The tool is in its beta phase and we always want to include a human in the loop, but the most important goal is to increase awareness about microaggressions within the organization that we might or might not use in day-to-day life.

Fierté AI is a sophisticated tool built on the Mixtral LLM

It fine-tunes Mixtral’s parameters and employs prompt engineering to effectively detect, reason, and rephrase microaggressions in communication. This ensures that users can convey their messages without causing harm or offense.

Key Features of Fierté AI:

  • Multilingual support: Fierté AI supports multiple languages, including English, French, and Swedish, making it accessible to a diverse audience. This multilingual capability enhances its utility in diverse settings, promoting inclusivity across linguistic groups.

  • Dataset for fine-tuning: The datasets used for fine-tuning Fierté AI are carefully curated to ensure they capture a wide range of expressions and contexts. This diversity in data helps the AI detect microagressions accurately and provide relevant rephrased alternatives.

  • Model overview: Fierté AI leverages the robust architecture of Mixtral LLM, fine-tuned for specific tasks related to detecting and addressing microagressions. This tailored approach enhances the model’s performance in promoting respectful communication.

  • Performance and cost comparison with GPT: Compared to GPT models, Fierté AI offers a cost-effective solution without compromising performance. Its specialized engineering allows it to excel in detecting microagressions, providing a niche application that general models like GPT may not address as effectively.

Existing LLM guardrails for responsible AI are good but limited

On a brighter note, companies have acknowledged the problem of bias and the need to build safe and responsible AI. Three notable shout-outs go to Databricks, NVIDIA, and Giskard AI, which have all made initial strides in the detection of harmful content and its consequent diffusion to the public. Guardrails can be understood to be safety controls that review and define user interactions with an LLM application. The ability to force the output generated to be in a specific format or context allows it a first-layer solution to check for biases.

According to Databricks, the guardrails in its Model Serving Foundation Model APIs can act as a safety filter against any toxic or unsafe content. The guardrail prevents the model from interacting with the detected content that was deemed unsafe. In such a case, the model responds to the user by explicitly stating that it is unable to assist with the request.

Databricks, like Giskard AI and others, states that current guardrails spring into action upon the detection of content in six primary categories: Violence and Hate, Sexual Content, Criminal Planning, Guns and Illegal Weapons, Regulated and Controlled Substances, and Suicide and Self-Harm.
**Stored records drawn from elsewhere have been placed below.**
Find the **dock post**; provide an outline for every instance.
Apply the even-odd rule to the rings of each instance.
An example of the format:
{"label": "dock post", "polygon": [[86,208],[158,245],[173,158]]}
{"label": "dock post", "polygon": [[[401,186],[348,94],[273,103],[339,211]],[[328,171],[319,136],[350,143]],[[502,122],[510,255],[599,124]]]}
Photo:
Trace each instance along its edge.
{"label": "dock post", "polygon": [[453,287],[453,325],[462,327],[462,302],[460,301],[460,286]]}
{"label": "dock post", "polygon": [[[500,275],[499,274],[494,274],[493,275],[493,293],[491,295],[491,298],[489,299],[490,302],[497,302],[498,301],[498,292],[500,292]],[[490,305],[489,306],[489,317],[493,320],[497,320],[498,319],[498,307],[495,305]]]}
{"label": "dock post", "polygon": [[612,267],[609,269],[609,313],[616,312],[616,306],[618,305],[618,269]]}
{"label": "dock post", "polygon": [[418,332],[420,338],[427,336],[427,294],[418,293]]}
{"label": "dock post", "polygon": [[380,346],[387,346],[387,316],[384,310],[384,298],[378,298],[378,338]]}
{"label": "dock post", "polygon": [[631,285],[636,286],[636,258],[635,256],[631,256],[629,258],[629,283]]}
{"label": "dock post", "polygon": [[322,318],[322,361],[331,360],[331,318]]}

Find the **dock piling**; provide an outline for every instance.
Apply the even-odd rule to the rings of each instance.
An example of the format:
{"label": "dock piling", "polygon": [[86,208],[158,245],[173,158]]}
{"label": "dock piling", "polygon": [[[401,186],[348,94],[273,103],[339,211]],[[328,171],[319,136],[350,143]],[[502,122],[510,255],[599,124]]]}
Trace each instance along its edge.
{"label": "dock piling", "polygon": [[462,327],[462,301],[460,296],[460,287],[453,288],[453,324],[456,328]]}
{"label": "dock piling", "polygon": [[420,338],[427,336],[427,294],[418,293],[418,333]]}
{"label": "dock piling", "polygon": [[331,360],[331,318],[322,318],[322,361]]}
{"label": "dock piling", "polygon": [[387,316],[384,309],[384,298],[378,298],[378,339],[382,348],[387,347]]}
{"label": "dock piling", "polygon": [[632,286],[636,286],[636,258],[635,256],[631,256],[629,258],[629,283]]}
While such work is commendable and imperative for the deployment/release of GenAI systems to the public, they are limited in their ability to tackle the everyday bias and discrimination that permeates human society. These instances of everyday unconscious bias and discrimination become microaggressions, which can quickly pile up to cause significant harm to individuals. Derald Wing Sue, Professor of Psychology at Columbia University, best describes microaggression as death by a thousand cuts.

Multi-pronged approach to safe, responsible and ethical AI

AI is here to stay and has the potential to benefit and uplift millions of people. However, it is our collective responsibility to ensure the safe, transparent and responsible adoption of AI.

Central to adoption is building trust in AI systems, which is achieved through a multi-pronged approach ranging from guardrails to open-source LLM layers to continuous human oversight. Only through such collective implementation and collaboration can we ensure that the benefits of AI are shared equitably around the world.